High School History Lesson Plan: The Townshend Acts of 1767
With the failure of the British Stamp Act of 1765, the British government was strapped for cash. There was a growing consensus in the British Parliament that the colonies should pay the costs of quartering the thousands of British troops stationed in the colonies. Also, there was a growing concern that colonial legislators were getting far too independent, even to the point of withholding salaries of royal governors. Last, lackadaisical enforcement of British navigation and customs laws at American ports were losing much-needed revenue.
Against this backdrop, along with growing unrest in Great Britain over taxation, Britain’s Chancellor of the Exchequer, William Townshend, urged the Parliament to pass a new series of taxes and regulations to crack down on the colonies. The Parliament agreed, and the so-called Townshend Acts caused a new wave of colonial resentment and resistance in the colonies, bringing them ever closer to open rebellion.
The Townshend Acts did the following:
♦ Imposed new taxes on imported glass, lead, paper, paint and tea. None of these items were produced in quantity in the colonies. (Revenues were to be used to pay salaries of Royal Governors in order to make them independent of colonial legislatures.)
♦ Created the American Board of Customs Commissioners to strictly enforce British Navigation Acts and tighten up customs enforcement. The Board was headquartered in Boston, which already was and would become an even greater hotbed of resistance to British taxation and regulation.
♦ Disbanded the New York Assembly until the Assembly agreed to comply with the Quartering Act of 1765, which required colonial assemblies to finance the basic needs of the British soldiers stationed in the colonies. New York had refused to pay the full assessment, objecting that British General Gage had his headquarters and the majority of his army within New York.
As in the case the Stamp Act two years earlier, colonists protested and resisted:
♦ John Dickinson, a Philadelphia lawyer, published his “Letters From a Farmer,” a popular series of 12 essays that denied Parliament’s right to tax the colonies and purported that such taxation amounted to slavery.
♦ The Sons of LIberty picketed and protested British customs officials.
♦ American merchants agreed to boycott British goods.
♦ The Massachusetts legislature circulated a letter to the rest of the colonial legislatures urging united resistance. When British officials dissolved the Massachusetts legislature for refusing to withdraw the circular letter, the other colonial assemblies defiantly signed the letter.
♦ June 21, 1768: British customs officials seized John Hancock’s merchant sloop “Liberty” for alleged violations of British revenue laws. Thousands of Boston citizens rioted, and British customs officials fled the city in fear for their lives. (British customs officials had a reputation for corruption and extortion of money from American merchants, and would seize American vessels without warrant and for any reason.)

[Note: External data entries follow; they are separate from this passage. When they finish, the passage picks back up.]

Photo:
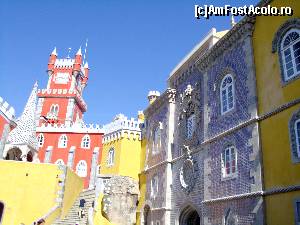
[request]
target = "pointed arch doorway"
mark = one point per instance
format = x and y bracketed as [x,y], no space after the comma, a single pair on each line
[189,216]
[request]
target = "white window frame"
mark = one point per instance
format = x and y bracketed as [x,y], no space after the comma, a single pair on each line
[41,139]
[156,140]
[190,130]
[59,162]
[297,137]
[86,141]
[290,47]
[111,157]
[224,161]
[78,166]
[226,89]
[63,141]
[54,109]
[154,186]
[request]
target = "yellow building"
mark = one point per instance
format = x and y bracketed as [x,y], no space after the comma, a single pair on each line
[31,191]
[276,43]
[121,156]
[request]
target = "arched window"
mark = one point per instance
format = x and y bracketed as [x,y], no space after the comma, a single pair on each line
[294,127]
[59,162]
[1,211]
[63,141]
[290,53]
[229,162]
[81,168]
[227,94]
[190,126]
[154,185]
[85,142]
[53,111]
[41,140]
[111,157]
[156,140]
[297,134]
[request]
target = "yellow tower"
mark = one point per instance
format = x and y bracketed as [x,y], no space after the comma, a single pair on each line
[276,42]
[122,147]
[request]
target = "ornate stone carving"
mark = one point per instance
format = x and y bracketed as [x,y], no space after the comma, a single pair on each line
[187,171]
[189,105]
[171,95]
[120,200]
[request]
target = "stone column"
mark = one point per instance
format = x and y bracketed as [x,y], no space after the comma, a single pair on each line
[48,154]
[71,157]
[94,163]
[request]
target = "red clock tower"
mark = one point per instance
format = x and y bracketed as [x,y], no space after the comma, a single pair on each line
[63,137]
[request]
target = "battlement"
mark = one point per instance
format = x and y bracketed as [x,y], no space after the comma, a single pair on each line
[121,122]
[7,110]
[74,128]
[64,93]
[64,63]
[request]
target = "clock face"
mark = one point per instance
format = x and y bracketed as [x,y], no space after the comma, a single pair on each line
[62,78]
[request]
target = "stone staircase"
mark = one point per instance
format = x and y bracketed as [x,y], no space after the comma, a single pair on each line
[78,214]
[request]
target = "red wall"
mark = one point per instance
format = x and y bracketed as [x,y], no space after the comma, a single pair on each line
[74,139]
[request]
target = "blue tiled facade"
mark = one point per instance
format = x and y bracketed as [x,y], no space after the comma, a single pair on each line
[193,180]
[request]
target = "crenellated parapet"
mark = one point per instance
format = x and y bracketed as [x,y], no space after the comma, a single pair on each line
[64,63]
[42,93]
[7,110]
[122,127]
[73,128]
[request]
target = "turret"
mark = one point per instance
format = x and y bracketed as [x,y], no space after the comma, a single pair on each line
[52,59]
[78,60]
[152,96]
[86,73]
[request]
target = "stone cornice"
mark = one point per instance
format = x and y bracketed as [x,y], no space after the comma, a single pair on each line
[242,29]
[167,97]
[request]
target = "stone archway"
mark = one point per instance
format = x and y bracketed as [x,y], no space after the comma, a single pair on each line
[189,216]
[147,218]
[14,154]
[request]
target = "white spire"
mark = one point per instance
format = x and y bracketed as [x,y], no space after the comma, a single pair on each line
[79,51]
[232,22]
[86,65]
[25,132]
[54,51]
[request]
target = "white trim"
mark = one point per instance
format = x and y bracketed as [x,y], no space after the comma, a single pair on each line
[111,157]
[41,140]
[81,168]
[63,143]
[286,78]
[154,190]
[227,96]
[86,141]
[223,162]
[297,137]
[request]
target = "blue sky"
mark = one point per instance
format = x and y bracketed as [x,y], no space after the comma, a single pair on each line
[132,48]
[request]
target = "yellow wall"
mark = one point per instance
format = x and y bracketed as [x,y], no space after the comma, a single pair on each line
[280,208]
[73,186]
[29,191]
[278,168]
[127,157]
[271,92]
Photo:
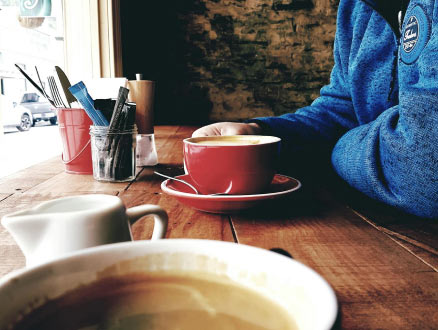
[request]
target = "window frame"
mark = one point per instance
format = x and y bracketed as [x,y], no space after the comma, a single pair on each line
[92,39]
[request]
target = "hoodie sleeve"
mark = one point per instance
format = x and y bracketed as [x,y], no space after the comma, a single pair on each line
[313,130]
[395,157]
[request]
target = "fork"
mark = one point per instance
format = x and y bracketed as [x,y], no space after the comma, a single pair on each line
[59,103]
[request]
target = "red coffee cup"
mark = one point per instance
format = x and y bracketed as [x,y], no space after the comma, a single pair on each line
[237,164]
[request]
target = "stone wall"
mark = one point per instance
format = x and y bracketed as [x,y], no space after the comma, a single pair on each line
[232,59]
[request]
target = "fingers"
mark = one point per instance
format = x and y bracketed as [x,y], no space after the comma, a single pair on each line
[227,128]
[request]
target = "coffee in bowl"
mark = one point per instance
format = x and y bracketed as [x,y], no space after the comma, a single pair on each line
[236,164]
[160,300]
[200,284]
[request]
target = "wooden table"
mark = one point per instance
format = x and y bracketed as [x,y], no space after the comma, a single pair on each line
[383,264]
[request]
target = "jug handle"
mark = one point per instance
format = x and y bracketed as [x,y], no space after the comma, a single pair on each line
[160,218]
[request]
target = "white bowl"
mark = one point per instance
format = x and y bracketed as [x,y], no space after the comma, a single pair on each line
[308,298]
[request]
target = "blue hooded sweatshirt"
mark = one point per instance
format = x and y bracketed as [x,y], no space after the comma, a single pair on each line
[379,114]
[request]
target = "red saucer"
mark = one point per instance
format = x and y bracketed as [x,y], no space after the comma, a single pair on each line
[280,186]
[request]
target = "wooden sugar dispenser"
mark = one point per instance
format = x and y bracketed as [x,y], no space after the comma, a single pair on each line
[142,93]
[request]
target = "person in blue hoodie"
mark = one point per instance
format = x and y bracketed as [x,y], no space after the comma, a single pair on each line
[378,116]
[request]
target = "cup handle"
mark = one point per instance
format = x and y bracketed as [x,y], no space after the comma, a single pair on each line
[160,218]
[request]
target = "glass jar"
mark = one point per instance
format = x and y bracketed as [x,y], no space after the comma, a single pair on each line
[113,153]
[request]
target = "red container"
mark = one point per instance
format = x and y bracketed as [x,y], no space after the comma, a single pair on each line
[237,165]
[74,127]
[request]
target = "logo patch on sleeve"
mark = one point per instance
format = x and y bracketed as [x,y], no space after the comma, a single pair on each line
[415,34]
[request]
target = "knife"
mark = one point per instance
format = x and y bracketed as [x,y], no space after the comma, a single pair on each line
[65,84]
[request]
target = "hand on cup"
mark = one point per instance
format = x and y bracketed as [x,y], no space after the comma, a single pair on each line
[228,128]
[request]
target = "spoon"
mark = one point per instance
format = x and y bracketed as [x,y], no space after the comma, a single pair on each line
[188,184]
[179,180]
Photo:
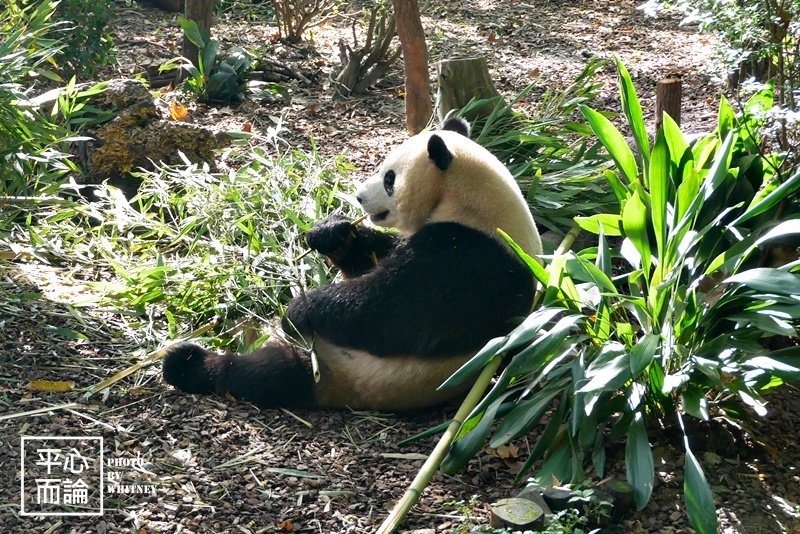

♦ When news of the “Liberty” riot reached London,Britain moved 4,000 troops to Boston to protect the commissioners. The increased presence of British soldiers in the streets of Boston was a continuing source of irritation and friction. British soldiers were contemptuous of the rustic colonials, who, in turn, resented the competition for work as British soldiers moonlighted during their off-duty hours. All this set the scene for the "Boston Massacre" of 1770.
Classroom Activities/Suggested Discussion Areas
Discuss the following in class or as an essay assignment:
♦ What were the reasons behind the Townshend Acts? Do you believe the acts were justified or excessive?
♦ Why did the British government want to have the money raised by the taxes go toward Royal governors’ salaries? Why would this irritate the colonial legislatures?
♦ Describe the actions British officials took against the New York and Massachusetts assemblies. Focus on the following:
◊ Was New York justified in resisting paying a higher share for quartering British soldiers?
◊ Was Massachusetts correct in circulating a letter of protest among the other colonies?
♦ What problems might arise with 4,000 British soldiers being stationed in Boston? Would the British troops be friendly or contemptuous to the colonists and vice versa?
♦ The Townshend Acts were repealed in 1770 after British merchants began to feel the pinch of American boycotts. One exception was the tax on tea that was kept in place. Why did the British keep this tax in effect?